Desde o dia 19 passado, o Cinema da USP Paulo Emilio (Cinusp) apresenta a mostra de filmes Uma Pedra no Caminho, que se estende até 3 de março.  Ao todo, são 22 filmes, sendo dez longas-metragens e 12 curtas-metragens, exibidos nas salas do Cinusp instaladas no Centro MariAntonia da USP, na região central de São Paulo, e no Centro Cultural Camargo Guarnieri, também da USP, na Cidade Universitária. O foco da mostra está em explorar as diferentes possibilidades de relações entre os objetos inanimados do relevo e o ser humano. “Como uma rocha, um objeto duro e inerte, pode deixar as pessoas moles, em movimento, envoltas em uma narrativa?”, questiona Clara Barra, uma das curadoras do evento, explicando a ideia inicial que deu origem à mostra.

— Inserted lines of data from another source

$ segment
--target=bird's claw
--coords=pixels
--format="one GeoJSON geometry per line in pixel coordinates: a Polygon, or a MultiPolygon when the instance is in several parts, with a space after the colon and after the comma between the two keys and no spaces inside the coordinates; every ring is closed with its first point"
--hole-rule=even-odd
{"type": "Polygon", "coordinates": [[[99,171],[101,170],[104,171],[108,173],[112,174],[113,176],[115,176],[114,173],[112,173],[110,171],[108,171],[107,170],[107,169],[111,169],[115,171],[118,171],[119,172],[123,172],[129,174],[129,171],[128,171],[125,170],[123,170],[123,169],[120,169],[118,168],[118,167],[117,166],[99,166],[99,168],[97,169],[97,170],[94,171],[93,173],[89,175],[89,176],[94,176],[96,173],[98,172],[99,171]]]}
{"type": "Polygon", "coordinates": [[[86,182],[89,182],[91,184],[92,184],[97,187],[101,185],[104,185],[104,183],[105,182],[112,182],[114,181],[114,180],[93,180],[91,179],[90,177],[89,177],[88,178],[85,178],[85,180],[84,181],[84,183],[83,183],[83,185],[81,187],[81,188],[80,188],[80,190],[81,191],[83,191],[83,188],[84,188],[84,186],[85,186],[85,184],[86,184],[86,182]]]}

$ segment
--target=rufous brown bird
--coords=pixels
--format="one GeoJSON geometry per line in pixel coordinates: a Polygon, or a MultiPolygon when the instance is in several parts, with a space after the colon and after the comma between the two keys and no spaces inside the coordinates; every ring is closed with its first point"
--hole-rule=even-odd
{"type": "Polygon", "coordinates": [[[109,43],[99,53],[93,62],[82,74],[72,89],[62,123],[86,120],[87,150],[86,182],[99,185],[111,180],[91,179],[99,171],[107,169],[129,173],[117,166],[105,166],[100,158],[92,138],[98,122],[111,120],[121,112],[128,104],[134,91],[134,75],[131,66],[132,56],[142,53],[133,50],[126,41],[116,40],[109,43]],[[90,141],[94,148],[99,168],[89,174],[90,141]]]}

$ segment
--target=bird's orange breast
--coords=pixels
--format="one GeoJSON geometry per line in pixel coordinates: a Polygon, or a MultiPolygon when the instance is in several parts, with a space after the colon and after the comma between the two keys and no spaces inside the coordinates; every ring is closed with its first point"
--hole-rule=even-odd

O evento inclui duas sessões seguidas de debates. Nesta quarta-feira, dia 28, às 16 horas, no Centro Cultural Camargo Guarnieri, depois da Sessão de Curtas, a professora Eliane Del Lama, do Instituto de Geociências da USP, vai abordar a relação entre rochas, memória e cultura. Já no dia 1º, também às 16 horas no Camargo Guarnieri, o professor Francisco William da Cruz Júnior, do mesmo instituto, é o convidado para falar sobre o estudo das cavernas, após a exibição do filme O Buraco.

Destaques

Para a curadora Clara Barra, é possível dividir Uma Pedra no Caminho em dois eixos: o documental e o narrativo. Dentre as obras documentais, ela destaca O Fogo Interior: um Réquiem para Katia e Maurice Kafft (2022), do cineasta alemão Werner Herzog, e Wolfram, a Saliva do Lobo (2010), dos portugueses Joana Torgal e Rodolfo Pimenta.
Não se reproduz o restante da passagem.